Mr. Sivokonenko said he had put up no campaign advertising because he lacked funds for it. A deputy speaker of the Parliament of Novorossia, Aleksandr Kofman, was also on the ballot but ran a low-profile campaign. No candidates ran in open opposition to the current rebel leadership. The overriding goal of the election, Mr. Sivokonenko said, was to boost the legitimacy of the separatists’ state. “By the end of the day, the Donetsk People’s Republic will have a new status,” he said. “The election confirms our status as a state.”
Posters and billboards put up by the rebel central election commission echoed this sentiment. “When Ukraine died in our hearts, the Donetsk People’s Republic was born,” one poster at a polling station said. It presented the advantages of the elections as allowing the rebel state to “retain taxes and pay pensions,” guaranteeing the right to speak Russian and opening the Russian market for Donetsk-area exports.

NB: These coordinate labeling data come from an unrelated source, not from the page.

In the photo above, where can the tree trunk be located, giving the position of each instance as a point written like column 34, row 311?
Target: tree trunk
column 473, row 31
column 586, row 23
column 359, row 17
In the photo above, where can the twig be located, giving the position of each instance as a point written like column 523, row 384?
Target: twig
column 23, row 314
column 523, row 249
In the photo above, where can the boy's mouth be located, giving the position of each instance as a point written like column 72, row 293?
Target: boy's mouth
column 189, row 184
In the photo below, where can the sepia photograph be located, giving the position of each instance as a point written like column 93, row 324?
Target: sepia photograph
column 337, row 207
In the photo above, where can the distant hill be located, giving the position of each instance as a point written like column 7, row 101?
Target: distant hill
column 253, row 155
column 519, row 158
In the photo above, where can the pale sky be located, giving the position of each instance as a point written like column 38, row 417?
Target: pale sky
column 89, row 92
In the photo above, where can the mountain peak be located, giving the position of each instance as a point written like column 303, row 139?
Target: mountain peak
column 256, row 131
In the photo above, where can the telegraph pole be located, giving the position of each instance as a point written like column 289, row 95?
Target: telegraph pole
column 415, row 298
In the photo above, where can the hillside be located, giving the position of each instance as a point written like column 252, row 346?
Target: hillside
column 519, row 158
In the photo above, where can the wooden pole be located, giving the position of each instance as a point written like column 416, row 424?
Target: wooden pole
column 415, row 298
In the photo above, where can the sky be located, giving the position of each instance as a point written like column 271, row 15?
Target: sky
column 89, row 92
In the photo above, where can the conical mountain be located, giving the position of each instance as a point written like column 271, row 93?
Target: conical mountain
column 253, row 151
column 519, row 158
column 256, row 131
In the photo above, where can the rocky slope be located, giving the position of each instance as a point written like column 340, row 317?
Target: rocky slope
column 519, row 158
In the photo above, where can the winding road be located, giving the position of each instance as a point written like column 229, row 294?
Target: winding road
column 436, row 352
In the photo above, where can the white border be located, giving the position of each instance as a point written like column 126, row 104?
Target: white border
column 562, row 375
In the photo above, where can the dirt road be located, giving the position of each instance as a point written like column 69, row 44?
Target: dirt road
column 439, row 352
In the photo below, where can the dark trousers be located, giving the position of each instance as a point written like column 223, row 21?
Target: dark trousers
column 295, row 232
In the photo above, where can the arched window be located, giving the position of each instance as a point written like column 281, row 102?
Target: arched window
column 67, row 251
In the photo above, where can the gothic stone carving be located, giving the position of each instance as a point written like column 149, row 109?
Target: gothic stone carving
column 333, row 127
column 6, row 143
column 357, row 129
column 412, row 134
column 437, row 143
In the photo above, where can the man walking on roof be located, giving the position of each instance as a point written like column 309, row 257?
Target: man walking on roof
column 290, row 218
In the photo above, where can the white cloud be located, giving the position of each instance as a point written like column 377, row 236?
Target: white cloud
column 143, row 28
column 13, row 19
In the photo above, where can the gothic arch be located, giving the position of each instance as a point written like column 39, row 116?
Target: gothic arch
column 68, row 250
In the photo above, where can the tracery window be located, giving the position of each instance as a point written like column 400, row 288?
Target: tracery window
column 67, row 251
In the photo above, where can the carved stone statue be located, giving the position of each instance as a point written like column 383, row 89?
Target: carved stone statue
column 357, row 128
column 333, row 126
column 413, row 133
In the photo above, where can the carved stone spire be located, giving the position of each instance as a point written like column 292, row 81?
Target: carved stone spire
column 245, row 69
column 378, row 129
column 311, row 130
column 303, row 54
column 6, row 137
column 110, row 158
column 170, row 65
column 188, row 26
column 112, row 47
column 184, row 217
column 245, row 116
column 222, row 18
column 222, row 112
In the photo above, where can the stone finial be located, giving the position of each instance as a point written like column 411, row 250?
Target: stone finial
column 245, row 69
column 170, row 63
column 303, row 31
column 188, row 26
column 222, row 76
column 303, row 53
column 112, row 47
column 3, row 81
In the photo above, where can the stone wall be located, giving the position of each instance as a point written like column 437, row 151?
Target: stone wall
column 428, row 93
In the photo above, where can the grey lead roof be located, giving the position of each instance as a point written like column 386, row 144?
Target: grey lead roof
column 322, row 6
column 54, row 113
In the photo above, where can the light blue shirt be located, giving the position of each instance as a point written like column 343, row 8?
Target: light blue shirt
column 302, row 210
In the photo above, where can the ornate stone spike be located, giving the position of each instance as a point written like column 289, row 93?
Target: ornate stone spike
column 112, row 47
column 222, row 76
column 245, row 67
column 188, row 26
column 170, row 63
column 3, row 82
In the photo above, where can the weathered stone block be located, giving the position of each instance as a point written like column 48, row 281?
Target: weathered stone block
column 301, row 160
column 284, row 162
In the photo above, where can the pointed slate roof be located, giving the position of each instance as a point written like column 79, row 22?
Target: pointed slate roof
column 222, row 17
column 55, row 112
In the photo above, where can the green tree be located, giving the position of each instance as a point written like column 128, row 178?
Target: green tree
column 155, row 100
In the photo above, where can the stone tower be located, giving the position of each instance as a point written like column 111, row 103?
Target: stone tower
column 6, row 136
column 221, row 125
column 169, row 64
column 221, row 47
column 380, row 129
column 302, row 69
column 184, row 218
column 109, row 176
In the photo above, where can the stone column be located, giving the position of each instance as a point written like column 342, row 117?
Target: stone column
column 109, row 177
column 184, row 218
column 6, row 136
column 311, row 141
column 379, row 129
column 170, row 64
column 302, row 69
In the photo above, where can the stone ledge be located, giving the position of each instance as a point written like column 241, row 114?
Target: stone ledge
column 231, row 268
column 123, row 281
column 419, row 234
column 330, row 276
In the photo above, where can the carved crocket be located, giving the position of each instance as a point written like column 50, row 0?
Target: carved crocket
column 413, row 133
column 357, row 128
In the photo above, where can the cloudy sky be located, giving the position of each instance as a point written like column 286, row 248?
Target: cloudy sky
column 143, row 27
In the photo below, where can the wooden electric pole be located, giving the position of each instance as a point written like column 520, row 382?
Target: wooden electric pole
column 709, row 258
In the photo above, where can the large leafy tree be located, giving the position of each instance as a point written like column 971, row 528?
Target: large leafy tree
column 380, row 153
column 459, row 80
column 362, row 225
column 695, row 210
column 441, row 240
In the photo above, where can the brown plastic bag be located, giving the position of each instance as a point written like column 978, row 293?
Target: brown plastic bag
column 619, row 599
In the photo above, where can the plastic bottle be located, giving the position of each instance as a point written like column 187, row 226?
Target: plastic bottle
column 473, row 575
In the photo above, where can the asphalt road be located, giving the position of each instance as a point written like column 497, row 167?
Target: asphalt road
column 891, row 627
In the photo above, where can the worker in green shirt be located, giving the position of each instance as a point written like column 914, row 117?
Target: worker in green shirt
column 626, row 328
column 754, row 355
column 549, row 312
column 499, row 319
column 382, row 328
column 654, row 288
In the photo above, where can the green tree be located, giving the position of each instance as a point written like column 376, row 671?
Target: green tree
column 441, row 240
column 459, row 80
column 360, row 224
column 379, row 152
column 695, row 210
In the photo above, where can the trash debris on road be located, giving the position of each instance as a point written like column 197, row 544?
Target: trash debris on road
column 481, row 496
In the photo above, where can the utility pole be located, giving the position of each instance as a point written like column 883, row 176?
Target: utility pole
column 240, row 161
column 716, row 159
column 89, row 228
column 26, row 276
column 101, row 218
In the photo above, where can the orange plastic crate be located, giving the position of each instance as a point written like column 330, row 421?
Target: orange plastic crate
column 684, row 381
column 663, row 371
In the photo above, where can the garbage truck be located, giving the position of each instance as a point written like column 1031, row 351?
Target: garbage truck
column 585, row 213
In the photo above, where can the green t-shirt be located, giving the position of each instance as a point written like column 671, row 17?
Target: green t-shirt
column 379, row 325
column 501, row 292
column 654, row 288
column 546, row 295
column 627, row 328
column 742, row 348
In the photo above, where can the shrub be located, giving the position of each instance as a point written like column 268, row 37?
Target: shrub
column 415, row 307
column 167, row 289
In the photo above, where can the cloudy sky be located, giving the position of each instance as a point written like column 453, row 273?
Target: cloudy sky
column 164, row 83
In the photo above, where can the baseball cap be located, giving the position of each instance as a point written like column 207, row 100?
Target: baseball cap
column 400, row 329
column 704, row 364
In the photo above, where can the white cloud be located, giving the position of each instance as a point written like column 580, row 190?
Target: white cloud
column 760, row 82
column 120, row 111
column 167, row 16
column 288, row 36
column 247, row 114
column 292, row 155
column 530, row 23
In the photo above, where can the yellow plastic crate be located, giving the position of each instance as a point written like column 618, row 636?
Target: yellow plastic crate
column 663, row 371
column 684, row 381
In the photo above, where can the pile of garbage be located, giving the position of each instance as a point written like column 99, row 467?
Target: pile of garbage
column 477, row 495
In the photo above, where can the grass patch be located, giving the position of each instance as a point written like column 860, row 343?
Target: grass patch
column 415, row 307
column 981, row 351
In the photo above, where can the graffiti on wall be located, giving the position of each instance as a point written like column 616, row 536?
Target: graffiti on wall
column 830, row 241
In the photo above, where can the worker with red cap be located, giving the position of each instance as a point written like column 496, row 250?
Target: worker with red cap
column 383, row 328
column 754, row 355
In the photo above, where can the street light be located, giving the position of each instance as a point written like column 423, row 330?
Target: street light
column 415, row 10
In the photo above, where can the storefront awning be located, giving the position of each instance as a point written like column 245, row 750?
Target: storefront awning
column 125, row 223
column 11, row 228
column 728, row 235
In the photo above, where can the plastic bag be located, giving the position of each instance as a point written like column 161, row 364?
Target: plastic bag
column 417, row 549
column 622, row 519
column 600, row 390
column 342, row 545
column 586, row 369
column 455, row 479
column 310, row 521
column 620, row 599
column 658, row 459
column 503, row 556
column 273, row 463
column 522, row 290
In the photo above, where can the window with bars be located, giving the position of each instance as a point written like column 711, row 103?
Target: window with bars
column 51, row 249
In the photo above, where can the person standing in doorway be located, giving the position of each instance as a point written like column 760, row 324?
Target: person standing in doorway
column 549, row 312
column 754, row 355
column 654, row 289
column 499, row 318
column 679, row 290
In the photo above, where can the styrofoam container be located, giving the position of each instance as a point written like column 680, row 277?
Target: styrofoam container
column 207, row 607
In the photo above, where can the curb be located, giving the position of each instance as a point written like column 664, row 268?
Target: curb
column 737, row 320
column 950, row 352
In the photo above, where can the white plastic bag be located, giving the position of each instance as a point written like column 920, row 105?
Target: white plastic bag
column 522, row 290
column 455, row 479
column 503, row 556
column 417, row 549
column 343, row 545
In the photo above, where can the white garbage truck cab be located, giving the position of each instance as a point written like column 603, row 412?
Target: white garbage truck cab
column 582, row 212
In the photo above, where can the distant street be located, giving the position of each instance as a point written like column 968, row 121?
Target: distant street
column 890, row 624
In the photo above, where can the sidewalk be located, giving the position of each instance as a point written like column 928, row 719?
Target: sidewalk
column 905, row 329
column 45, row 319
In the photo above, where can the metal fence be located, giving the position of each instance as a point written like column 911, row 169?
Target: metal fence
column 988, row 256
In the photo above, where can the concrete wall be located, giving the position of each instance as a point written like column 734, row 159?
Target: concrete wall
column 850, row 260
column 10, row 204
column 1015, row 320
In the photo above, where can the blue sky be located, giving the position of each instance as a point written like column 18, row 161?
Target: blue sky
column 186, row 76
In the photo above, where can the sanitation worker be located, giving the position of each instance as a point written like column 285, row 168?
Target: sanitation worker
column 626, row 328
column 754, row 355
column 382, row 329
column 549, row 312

The speaker of the Donetsk Supreme Soviet, Boris O. Litvinov, said in an interview there were only “very, very small differences” between the candidates running, but the election was necessary. “Nobody will speak with revolutionaries these days,” he said. “That’s just the way of the world. We need a democratic state.”
Several voters said the election would compel Kiev to negotiate with separatists and end the war. “Now we will have a leader who can cooperate with other leaders,” Tatyana Buncherenko, 41, a railroad employee, said. “I will vote for Zakharchenko,” she said.
“We will have a beautiful future,” Larisa Petrenko, a doctor, said at one polling station where Russian music was playing. “Our stipends and pensions will be paid and the factories will work. We will have a leader who can negotiate.”
Long lines formed at polling stations in Donetsk. No voter lists existed, raising the risk of duplicate voting. The Donetsk People’s Republic accepted ballots sent by email if voters attached a scanned copy of a passport.
Aleksandr A. Prokhanov, the editor in chief of the Russian nationalist newspaper Zavtra, who has advised separatist field commanders including Mr. Zakharchenko on ideological questions, said in an interview over the weekend that the Donetsk People’s Republic would not be bound by rigid Western ideas of democracy.
“There are elections when you choose between A and B, and then there are the more difficult ones when you choose between A and A,” he said. “You are a liberal, so you do not understand this. In the Russian consciousness, you can choose between A and A and A, and choosing between an infinite number of A’s is true freedom.”